Alberta’s carbon capture strategy hits the limelight
The Alberta government and the oil industry have just been paid an unintended compliment by two of their most prominent environmental critics. Carbon capture and storage, the flagship of Alberta’s industry-supported greenhouse gas emissions reduction strategy, has emerged as the star measure in a cleanup approach advocated by the David Suzuki Foundation and the Pembina Institute.
Numbers and details differ. But as in the Alberta Conservative regime’s green plan, CCS tops all other technologies and industrial exhaust control strategies in the scheme crafted for Vancouver-based Suzuki and Drayton Valley-born Pembina by M.K. Jaccard and Associates, with support from TD Bank Financial Group. The report was released Dec. 4 as a new round of international negotiations began in Poznan, Poland on global greenhouse gas reductions.
Jaccard produced a 62-page report, studded with statistics generated by variations on widely accepted mathematical models of the Canadian economy, to answer the question posed by Suzuki and Pembina. Can a 25-per-cent reduction in carbon-dioxide emissions below their 1990 level be enforced over the next decade without destroying livelihoods and industry across the country?
The projections rely heavily on developing a network of carbon capture installations, waste gas transportation systems and disposal sites. The Alberta government has earmarked $2 billion to help start CCS pilot projects this winter. The environmentalists do not specify whether or how to use public money on the waste disposal network, although they call for “targeted regulations and investments to expand the use of clean technology.”
Under the environmentalist scenarios, Canada can lop 105 million tonnes a year off national carbon emissions by 2020 with CCS if member countries of the Organization for Economic Co-operation and Development work together on climate change strategies. The second-biggest reduction, 62 million tonnes, would be achieved by energy efficiency measures such as better vehicles, public transit and buildings.
Even if OECD collaborative policies come up short and Canada acts alone, the green groups’ study identifies CCS as still the top technology for cutting emissions.
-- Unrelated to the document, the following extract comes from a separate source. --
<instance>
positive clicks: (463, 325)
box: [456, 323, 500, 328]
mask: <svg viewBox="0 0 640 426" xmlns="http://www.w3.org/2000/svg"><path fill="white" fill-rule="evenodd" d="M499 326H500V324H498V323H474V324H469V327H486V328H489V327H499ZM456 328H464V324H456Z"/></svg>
The country can unilaterally reduce carbon-dioxide waste vented into the atmosphere by 94 million tonnes in the next decade, the report predicts.
In both scenarios, CCS achieves nearly one-fourth of the environmentalists’ total national emissions reduction target of 444 million tonnes per year. As a force for driving development of disposal systems, the green groups call for gradually rising emissions penalties starting at $50 per tonne in 2010 then increasing to $200 in 2020.
Suzuki and Pembina also maintain the Canadian economy can also have 20-per-cent growth by 2020, partly as a result of redirecting investment into installing emissions reduction technology. “This study shows the targets established by the scientific community are realistic and achievable,” the green groups say.
But the study, titled Deep Reductions, Strong Growth, acknowledges not all industrial and employment sectors will benefit if all the green groups’ recommendations are followed. Over the 10 years of 2011-20, the report projects sharp cuts in “labor expenditures” of 15 per cent in oil production, 25 per cent in natural gas extraction, 36 per cent in coal mining and seven per cent in electricity. The environmentalists’ candor stops there. Neither they nor Jaccard publish estimates of the job losses represented by those spending cuts.